When you're ready to serve up a few drinks to visiting friends, you don’t want to have to wander here and there around the house to get all the items you need to create their favorites. You should have everything accessible, in one space, in the liquor cabinet.

Liquor cabinets have been around for some time. They were a location to be able to find all the liquors and accessories necessary to serve up a cocktail or two without breaking up a conversation.

Many people who have them today, prefer liquor cabinets to bars. The reasoning is that they can have a more elegant and understated look, while still offering the storage and serving space that a bar does.

Initially liquor cabinets were meant as a way to hide alcohol. In the 1920s alcohol was outlawed in the United States. Many people who were against Prohibition, and wanted their spirited drinks, invested in liquor cabinets. 

Drink and Money

They looked like other pieces of furniture and blended in with the room, but the homeowner knew the innards of the furniture also contained the sweet nectar they wanted to indulge in at the end of the day.

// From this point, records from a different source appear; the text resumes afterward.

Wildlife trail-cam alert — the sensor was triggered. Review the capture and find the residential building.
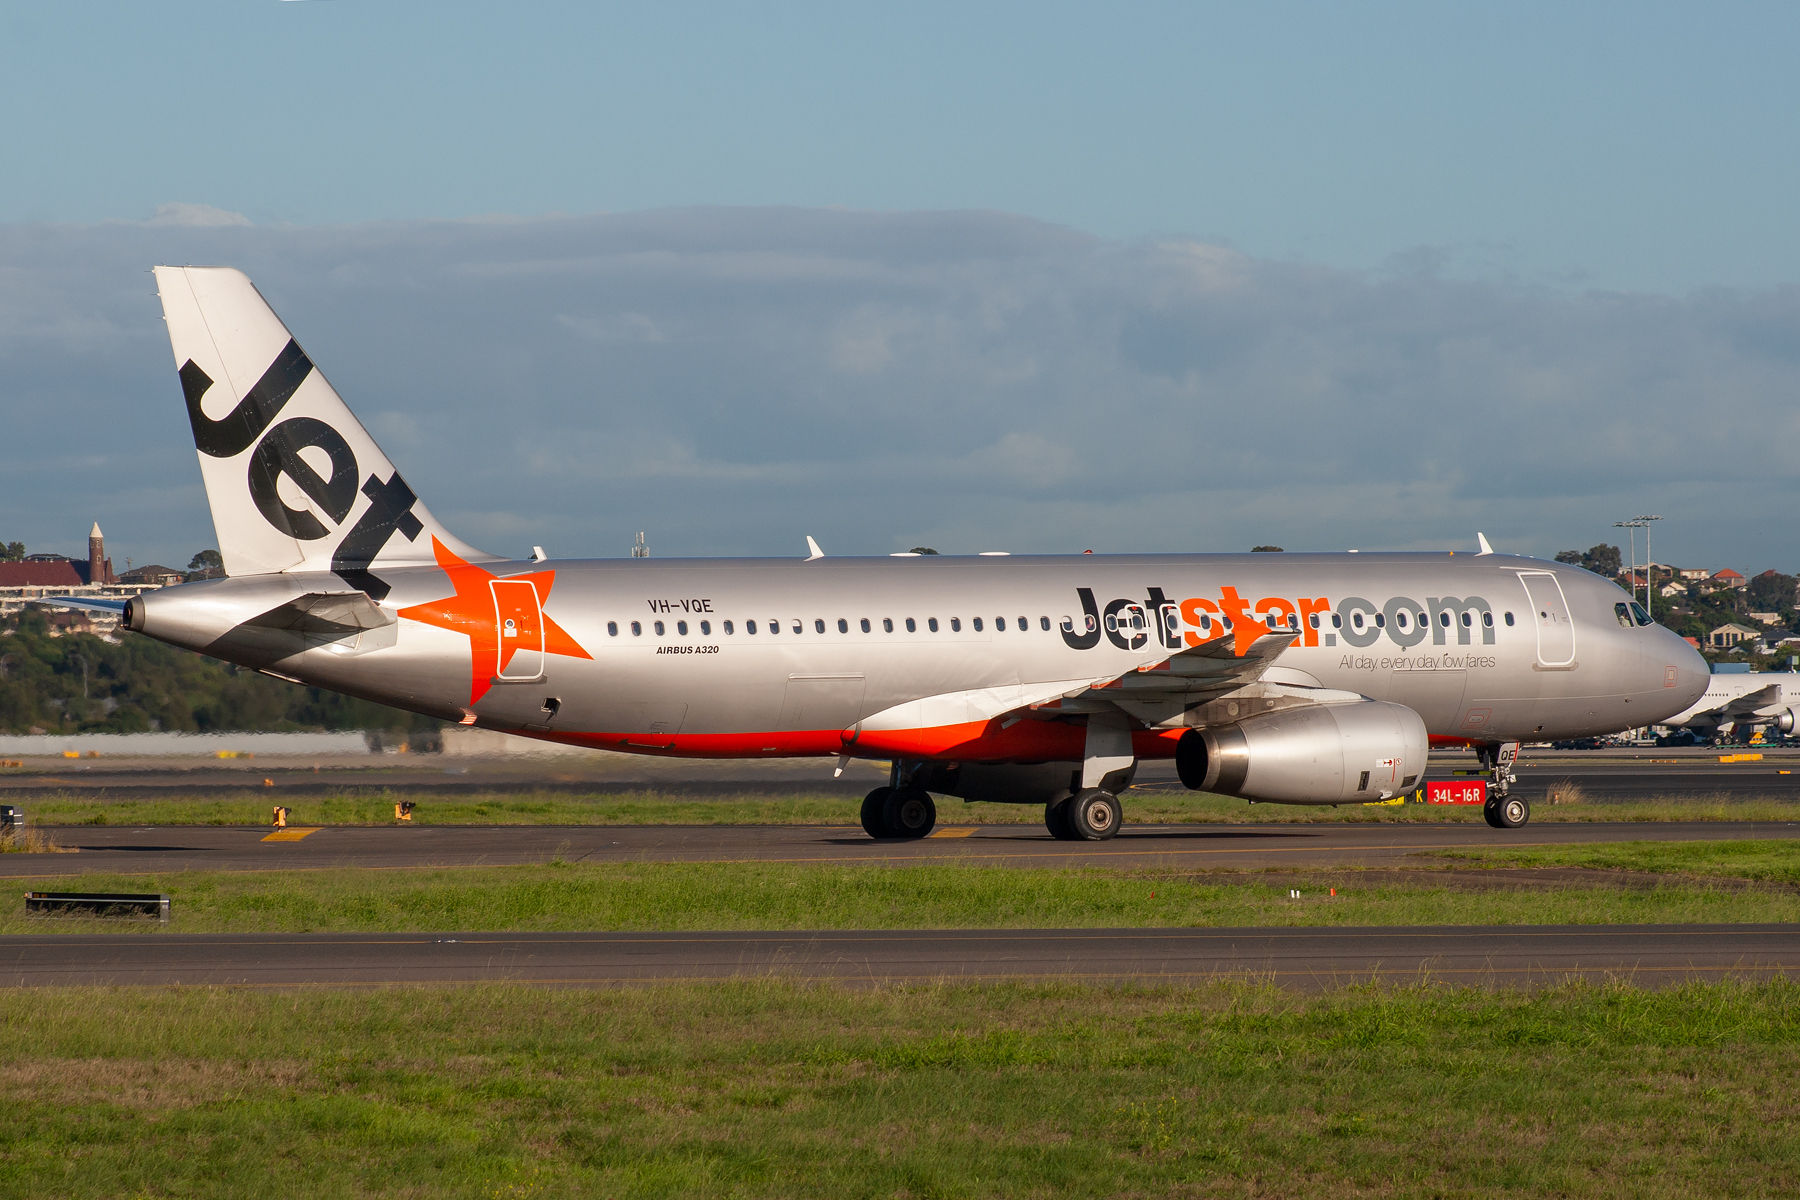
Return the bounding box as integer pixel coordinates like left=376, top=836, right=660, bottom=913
left=1709, top=622, right=1763, bottom=649
left=116, top=564, right=184, bottom=587
left=1748, top=612, right=1786, bottom=626
left=1713, top=569, right=1748, bottom=589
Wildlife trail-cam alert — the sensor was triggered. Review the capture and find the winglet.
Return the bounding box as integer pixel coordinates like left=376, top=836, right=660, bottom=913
left=805, top=536, right=825, bottom=561
left=1476, top=532, right=1495, bottom=556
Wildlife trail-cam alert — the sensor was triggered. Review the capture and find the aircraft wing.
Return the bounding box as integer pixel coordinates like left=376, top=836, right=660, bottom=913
left=857, top=630, right=1301, bottom=736
left=1687, top=682, right=1786, bottom=721
left=1718, top=683, right=1786, bottom=718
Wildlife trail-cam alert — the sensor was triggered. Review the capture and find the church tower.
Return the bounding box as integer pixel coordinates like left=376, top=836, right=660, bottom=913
left=88, top=522, right=113, bottom=586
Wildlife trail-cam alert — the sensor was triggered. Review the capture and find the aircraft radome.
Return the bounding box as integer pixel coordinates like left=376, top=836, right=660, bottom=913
left=52, top=267, right=1711, bottom=839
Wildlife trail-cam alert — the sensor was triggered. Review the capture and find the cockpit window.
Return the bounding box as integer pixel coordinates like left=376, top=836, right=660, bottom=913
left=1630, top=601, right=1654, bottom=627
left=1615, top=602, right=1633, bottom=629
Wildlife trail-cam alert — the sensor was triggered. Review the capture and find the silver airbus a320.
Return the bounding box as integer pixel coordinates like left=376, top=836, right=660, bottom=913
left=61, top=267, right=1710, bottom=839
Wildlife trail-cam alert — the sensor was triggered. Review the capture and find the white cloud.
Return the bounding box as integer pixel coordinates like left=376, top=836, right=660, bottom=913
left=1, top=207, right=1797, bottom=571
left=144, top=203, right=251, bottom=228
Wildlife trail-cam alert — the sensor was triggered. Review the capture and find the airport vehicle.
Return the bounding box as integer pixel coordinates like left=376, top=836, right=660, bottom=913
left=54, top=267, right=1711, bottom=838
left=1657, top=672, right=1800, bottom=743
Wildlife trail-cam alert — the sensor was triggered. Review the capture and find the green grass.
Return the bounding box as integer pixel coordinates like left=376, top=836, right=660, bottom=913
left=1435, top=837, right=1800, bottom=886
left=21, top=784, right=1800, bottom=826
left=0, top=979, right=1794, bottom=1197
left=6, top=859, right=1798, bottom=934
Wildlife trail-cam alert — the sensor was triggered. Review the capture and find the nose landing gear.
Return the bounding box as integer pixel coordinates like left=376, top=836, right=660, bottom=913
left=1476, top=740, right=1526, bottom=827
left=1484, top=793, right=1530, bottom=828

After the days of Prohibition, people weren't going to get rid of their liquor cabinets, they remained a part of the home furnishings, and likely the subject of stories about how they broke the law to have the drinks they wanted, at a time when they weren't supposed to.

Over the course of the 20th century, the liquor cabinets lost their trendy position in the world, and many people started changing them out. Today having a full-blown bar is more popular than having the subdued liquor cabinet as your home's alcohol center.